Wie sehen die Planungen für 2016 aus? Gibt es außer dem „Protzen Open Air “
noch andere Stationen in Deutschland wo man Euch bewundern könnte?

Bis jetzt sind noch keine weiteren Gigs in Deutschland 2016 gebucht. Mal schauen
was nach der Veröffentlichung von ”Cursed and Coronated” eventuell noch kommt.

Gibt es ein Ritual vor jedem Gig? Außer vielleicht das ankleiden des
obligatorischen „Old School Nagel-Killerarmbandes“?

Das ist in der Tat wohl so ziemlich das einzige Ritual dass es gibt. Anshliessend geht’s
auf die Bühne und dann gilt ”Feuer frei!”
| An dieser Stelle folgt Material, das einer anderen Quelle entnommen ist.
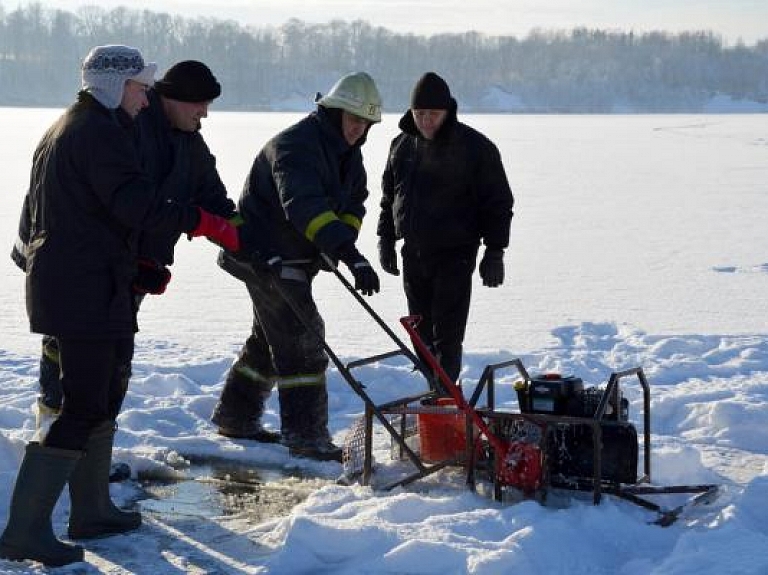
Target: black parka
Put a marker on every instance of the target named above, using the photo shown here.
(88, 201)
(185, 170)
(305, 192)
(447, 193)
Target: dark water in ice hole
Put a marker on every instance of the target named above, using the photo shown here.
(218, 487)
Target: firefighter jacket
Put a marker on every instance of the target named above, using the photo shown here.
(185, 171)
(88, 201)
(447, 193)
(305, 191)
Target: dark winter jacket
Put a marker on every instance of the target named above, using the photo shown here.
(185, 170)
(88, 201)
(447, 193)
(305, 191)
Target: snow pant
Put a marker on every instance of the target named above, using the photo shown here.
(281, 351)
(438, 288)
(50, 387)
(94, 380)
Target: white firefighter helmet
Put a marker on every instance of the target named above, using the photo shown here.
(357, 94)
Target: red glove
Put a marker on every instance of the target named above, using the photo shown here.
(217, 229)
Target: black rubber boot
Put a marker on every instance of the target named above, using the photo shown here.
(29, 534)
(304, 423)
(93, 514)
(241, 405)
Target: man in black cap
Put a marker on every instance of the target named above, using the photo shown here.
(444, 191)
(178, 161)
(88, 201)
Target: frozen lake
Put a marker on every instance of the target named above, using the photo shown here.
(656, 222)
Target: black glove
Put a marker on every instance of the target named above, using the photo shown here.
(271, 263)
(388, 256)
(492, 267)
(151, 277)
(366, 280)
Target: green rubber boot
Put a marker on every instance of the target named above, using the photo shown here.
(93, 514)
(29, 534)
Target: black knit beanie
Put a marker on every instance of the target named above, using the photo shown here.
(431, 93)
(189, 81)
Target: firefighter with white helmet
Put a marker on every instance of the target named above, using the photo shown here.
(303, 197)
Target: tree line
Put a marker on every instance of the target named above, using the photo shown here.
(263, 68)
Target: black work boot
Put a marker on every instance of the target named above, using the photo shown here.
(241, 405)
(93, 514)
(304, 423)
(29, 534)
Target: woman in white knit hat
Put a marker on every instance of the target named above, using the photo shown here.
(89, 200)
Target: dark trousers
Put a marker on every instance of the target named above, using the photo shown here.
(94, 380)
(50, 370)
(278, 336)
(438, 287)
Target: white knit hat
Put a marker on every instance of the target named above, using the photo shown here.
(106, 69)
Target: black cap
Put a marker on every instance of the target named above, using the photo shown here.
(189, 81)
(431, 93)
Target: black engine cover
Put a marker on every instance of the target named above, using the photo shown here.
(571, 449)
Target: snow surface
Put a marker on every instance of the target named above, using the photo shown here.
(638, 241)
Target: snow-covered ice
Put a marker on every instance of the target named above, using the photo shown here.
(638, 241)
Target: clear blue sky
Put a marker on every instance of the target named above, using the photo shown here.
(732, 19)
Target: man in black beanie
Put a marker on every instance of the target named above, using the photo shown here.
(444, 192)
(178, 161)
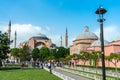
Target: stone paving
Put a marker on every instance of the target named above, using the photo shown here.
(74, 76)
Du bist musikalisch sehr vielseitig. Passt bei Dir (abgesehen von der Familie) der
Spruch „Music is my first love“?

Das stimmt. Die Musik hat mich durch mein gesamtes Leben begleitet. Das singen
von Volksliedern zusammen mit meinem Vater und meiner Schwester in den 70ern,
das anhören von den Rock’n’Roll Scheiben meines Vaters, die ersten Bekanntschaften
mit Alben von AC/DC, Motörhead und Venom, und natürlich das singen in einer
Anzahl von Bands…das alles hat mich sehr geprägt. Heutzutage singe ich, ausser bei
Potector, noch in der Doom/Stoner Band Obrero, mit der wir 2011 und 2015 jeweils
eine LP herausgebracht haben. Bis vor 3-4 Jahren war ich auch noch in der Thrash
Metal Band Talion, und der Death Metal Band Phidion als Sänger mit dabei.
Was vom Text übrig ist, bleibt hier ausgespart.